Remix.run Logo
monsieurbanana 3 days ago

Specialized is probably not the word I'd use, because llms are generally useful to understand more specialized / obscure topics. For example I've never randomly heard people talking about the dicom standard, llms have no trouble with it.

phil21 3 days ago | parent | next [-]

I think there is a sweet spot for the training(?) on these LLMs where there is basically only "professional" level documentation and chatter, without the layman stuff being picked up from reddit and github/etc.

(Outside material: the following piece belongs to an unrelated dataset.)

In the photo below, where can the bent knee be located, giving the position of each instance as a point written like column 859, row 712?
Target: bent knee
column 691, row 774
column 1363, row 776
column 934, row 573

I was looking at trying to remember/figure out some obscure hardware communication protocol to figure out enumeration of a hardware bus on some servers. Feeding codex a few RFC URLs and other such information, plus telling it to search the internet resulted in extremely rapid progress vs. having to wade through 500 pages of technical jargon and specification documents.

I'm sure if I was extending the spec to a 3.0 version in hardware or something it would not be useful, but for someone who just needs to understand the basics to get some quick tooling stood up it was close to magic.

i_cannot_hack 3 days ago | parent | prev | next [-]

The standard for obscurity is different for LLMs, something can be very widespread and public without the average person knowing about it. DICOM is used at practically every hospital in the world, there's whole websites dedicated to browsing the documentation, companies employ people solely for DICOM work, there's popular maintained libraries for several different languages, etc, so the LLM has an enormous amount of it in its training data.

The question relevant for LLMs would be "how many high quality results would I get if I googled something related to this", and for DICOM the answer is "many". As long the that is the case LLMs will not have trouble answering questions about it either.

aleph_minus_one 3 days ago | parent | prev [-]

> llms are generally useful to understand more specialized / obscure topics

A very simple kind of query that in my experiences causes problems to many current LLMs is:

"Write {something obscure} in the Wolfram programming language."

AlotOfReading 3 days ago | parent [-]

One tendency I've noticed is that LLMs struggle with creativity. If you give them a language with extremely powerful and expressive features, they'll often fail to use them to simplify other problems the way a good programmer does. Wolfram is a language essentially designed around that.

I wasn't able to replicate in my own testing though. Do you know if it also fails for "mathematica" code? There's much more text online about that.

aleph_minus_one 3 days ago | parent [-]

> Do you know if it also fails for "mathematica" code?

My experience concerning using "Mathematica" instead of "Wolfram" in AI tasks is similar.